Quanto mais a gente conversava mais eu me simpatizava por
ela, e torcia muito para ser sua primeira au pair.
Talvez o rematch me proporcione uma experiência única de
poder conviver com alguém da mesma faixa etária, uma mãe solo
que compartilhava tantas coisas em comum comigo. Cruzei os
dedos e respirei bem fundo.
Escolha a mim, por favor!
— Eu sinto que a gente pode se divertir muito, Lexa... —
Kylie errou o meu nome de novo, mas preferi não a corrigir para não
causar uma má impressão nela. — A conversa realmente estava tão
boa que eu quase perdi a noção do tempo — completou, ao verificar
as horas no relógio de pulso.
Nós duas conversamos sobre trivialidades por cerca de meia
hora.
— Ai, meu Deus, me desculpe — murmurei, preocupada. —
Imagino que esteja bastante atarefada...
— O mais importante agora é esclarecer todas as dúvidas, e
assim poder alinhar as expectativas do que cada uma espera dessa
experiência... Não acha? — Eu apenas concordei com um gesto de
cabeça. — Os estudantes de medicina do 3º e do 4º ano participam
de várias rotações clínicas. Como eu estou cursando o último ano,
as rotações são eletivas, mas isso não quer dizer que elas são
menos importantes ou mais flexíveis. Para você ter uma ideia, eu
trabalho de 12 a 14 horas por dia e inclusive aos finais de semana, a
depender da necessidade, e ainda preciso estudar quando chego
em casa.
— O mais perto que eu cheguei dessa área foi ter cursado
enfermagem. — Quando ela arregalou os olhos, eu rapidamente
esclareci. — Mas foi um curso técnico para ser auxiliar, na verdade.

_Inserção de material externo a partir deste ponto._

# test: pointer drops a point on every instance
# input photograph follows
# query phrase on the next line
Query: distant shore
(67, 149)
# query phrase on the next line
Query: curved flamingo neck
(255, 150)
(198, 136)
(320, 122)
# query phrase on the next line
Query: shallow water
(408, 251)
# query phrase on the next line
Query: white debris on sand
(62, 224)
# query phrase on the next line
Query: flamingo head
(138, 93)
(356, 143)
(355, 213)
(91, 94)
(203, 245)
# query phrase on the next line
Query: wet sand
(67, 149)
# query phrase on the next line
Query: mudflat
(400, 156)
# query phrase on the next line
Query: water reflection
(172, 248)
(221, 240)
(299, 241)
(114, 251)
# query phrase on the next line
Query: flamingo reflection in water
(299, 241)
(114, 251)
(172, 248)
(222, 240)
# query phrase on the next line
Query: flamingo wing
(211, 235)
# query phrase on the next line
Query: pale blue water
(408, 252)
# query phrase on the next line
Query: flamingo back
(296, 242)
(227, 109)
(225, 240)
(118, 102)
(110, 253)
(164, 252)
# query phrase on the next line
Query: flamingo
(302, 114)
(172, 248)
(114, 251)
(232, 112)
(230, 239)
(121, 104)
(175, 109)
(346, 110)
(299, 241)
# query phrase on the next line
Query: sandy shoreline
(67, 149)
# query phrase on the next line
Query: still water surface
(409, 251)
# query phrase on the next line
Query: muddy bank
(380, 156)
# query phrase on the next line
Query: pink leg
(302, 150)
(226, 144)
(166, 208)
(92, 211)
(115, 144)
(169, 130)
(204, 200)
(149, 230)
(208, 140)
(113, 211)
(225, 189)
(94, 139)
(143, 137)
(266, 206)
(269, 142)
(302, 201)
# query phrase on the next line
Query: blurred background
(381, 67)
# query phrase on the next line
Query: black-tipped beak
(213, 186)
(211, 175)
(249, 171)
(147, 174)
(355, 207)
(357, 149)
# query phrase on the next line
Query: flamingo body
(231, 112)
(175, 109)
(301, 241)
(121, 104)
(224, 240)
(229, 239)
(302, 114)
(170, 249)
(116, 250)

A partir daí eu percebi que não tinha a menor aptidão para ser
enfermeira.
— Eu compreendo, perfeitamente... — Ela pareceu refletir por
um momento. — A propósito, você se importaria de trabalhar no
final de semana, caso necessário? Eu fiz essa mesma pergunta
para as demais candidatas. Só que o mais provável é que eu
contrate uma babá para me dar esse suporte, especialmente por
levar em conta o limite de 45hs, estipuladas pelo programa.

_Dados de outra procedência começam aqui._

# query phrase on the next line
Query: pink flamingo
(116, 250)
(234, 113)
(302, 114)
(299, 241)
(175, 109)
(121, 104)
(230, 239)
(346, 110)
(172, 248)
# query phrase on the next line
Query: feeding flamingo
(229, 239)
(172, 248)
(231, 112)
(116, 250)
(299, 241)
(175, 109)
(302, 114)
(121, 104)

— Não, de modo algum. — Eu já estava ciente de que minha
escala estaria atrelada à rotina de trabalho, quase sempre
imprevisível, de uma futura médica.
— Só lembrando que a Zoe tem aula de segunda à quinta,
das 09:00 até 1:00 da tarde, e o quarto fica situado no último andar
da casa. Além disso, o salário semanal será o dobro do valor base,
e terá à disposição um veículo para uso próprio, inclusive no seu
tempo livre. E por último, mas não menos importante, todas as
despesas pagas de um curso a sua escolha. Você tem alguma
dúvida?
— Não, nenhuma. Para mim, as condições estão ótimas.
Parecia mesmo um sonho. Era tudo o que eu mais esperava
ouvir.
Antes de Kylie encerrar a chamada, eu perguntei se era
possível ver a filha dela, então, aguardei alguns instantes porque a
menina estava em outro cômodo da casa.
— Zoe, senta aqui no meu colo, por favor? — Ela logo puxou
a menina delicadamente pelo braço, antes de acomodá-la sobre
suas pernas. — Diga “olá” para sua possível nova babá, Lexa... Ou
seria Lecia? Desculpe, como é mesmo o seu nome?
— Letícia... — respondi, presenteando a Zoe com meu
melhor sorriso. — Oi, Zoe. É um prazer conhecer você.
A menina tinha cabelos castanhos, longos e lisos, embora
presos em um rabo de cavalo, e com uma franja cobrindo a testa.
Seu rosto fino tinha traços delicados, o nariz era retilíneo, e os olhos
esverdeados, grandes e expressivos, como os da mãe dela.
— Olá, Titi — Ela demonstrou certa timidez ao atender o
pedido da mãe, mas acenou com sua mãozinha e soltou um beijo, o
qual foi logo retribuído por mim.
Zoe acabou de criar um novo apelido. E não é que eu gostei?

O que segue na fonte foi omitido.